Black Friday advertising is a staple of local TV advertising, but this year might be a little different.
Bloomberg explains retailers have already blamed the preoccupation with this year’s wild and woolly election for slow sales. The same is true for Black Friday ads, though local broadcasters are hardly complaining. The National Retail Federation has said political ads have taken up so much ad time that retailers are waiting until after the election to start advertising, Salon reported.
But while the recent election has ostensibly thrown a spanner in the works this year, history shows that the real Black Friday advertising doesn’t occur until the two weeks before Thanksgiving, anyhow. While most retailers heavy up on messaging in the final week, there’s also evidence that running such messaging two weeks before can help them gain an edge for this all-important sales day.
Early Bird Gets the Worm?
In non-election years, retailers’ Black Friday game plans follow a more standard pattern. For instance, in 2013, Kantar Associates calculated that the country’s top 11 retailers spent about a quarter of a billion dollars on Black Friday advertising from Nov. 3 to Nov. 27, according to the Wall Street Journal. (Thanksgiving fell on Nov. 28 that year.)
Retailers typically drop circulars early in the month and then dive into TV later on, meaning ad sellers should prepare their inventories accordingly. Last year, as Twice shows, The Home Depot began advertising a home appliance deal in a circular on Nov. 3. And as Fortune noted in 2015, “some of the world’s largest retailers, including Amazon, Best Buy and Wal-Mart are all offering Black Friday-like deals much sooner this year to capitalize on what they believe is heavy consumer demand.”
For some, “sooner” means October.
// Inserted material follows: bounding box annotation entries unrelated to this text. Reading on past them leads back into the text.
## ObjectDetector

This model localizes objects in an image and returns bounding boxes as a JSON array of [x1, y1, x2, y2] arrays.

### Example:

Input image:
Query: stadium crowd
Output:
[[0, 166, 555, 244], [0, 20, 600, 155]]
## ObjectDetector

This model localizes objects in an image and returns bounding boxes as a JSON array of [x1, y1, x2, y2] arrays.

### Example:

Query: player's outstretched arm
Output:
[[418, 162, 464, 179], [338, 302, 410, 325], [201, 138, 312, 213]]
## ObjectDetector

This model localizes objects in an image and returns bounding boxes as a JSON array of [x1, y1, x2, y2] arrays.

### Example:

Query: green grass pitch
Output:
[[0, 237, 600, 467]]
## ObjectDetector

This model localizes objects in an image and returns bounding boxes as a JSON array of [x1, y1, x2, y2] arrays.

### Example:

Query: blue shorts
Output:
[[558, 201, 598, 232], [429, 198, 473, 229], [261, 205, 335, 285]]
A 2014 analysis by MarketTrack found that a fair amount of retailers were advertising Black Friday deals in October, though the report lumped TV with other forms of media, including radio and online. A Kantar Media analysis of 2014 Black Friday spending showed that although almost no major retailers ran TV advertising three weeks before Thanksgiving, they all ran TV ads in the two weeks before the holiday.
Kantar dubbed Walmart the most efficient spender; the retailer funneled $70.7 million into TV ads and got a 38-percent share of store traffic. Kantar also found that Walmart’s Black Friday messaging was split roughly 50/50 between those two weeks. But not all retailers believe hyping Black Friday two weeks before is an effective strategy: Black Friday messaging accounted for just 6 percent of Toys “R” Us’s TV ads two weeks before, compared to 99 percent a week before.
How Should Broadcasters Plan for Change?
Yoram Wurmser, a retail analyst at eMarketer, told Fortune that the ever-earlier rush for sales was in effect killing Black Friday. Wurmser said that in 2014, brick-and-mortar stores saw fewer shoppers on Black Friday because those shoppers had already tapped deals they saw online during Thanksgiving week and especially on Thanksgiving day.
And retailers may have internalized this message. JC Penney plans to start its Black Friday TV ads “on Nov. 9, after the election,” according to AdAge. The retailer will also offer Black Friday deals well ahead of Black Friday itself.
For broadcasters, there’s a cogent argument to be made that stretching out the Black Friday advertising period beyond just the final week—or even the two weeks before—is a solid strategy. Fortunately, programmatic tools can help them ensure they’re selling this inventory effectively.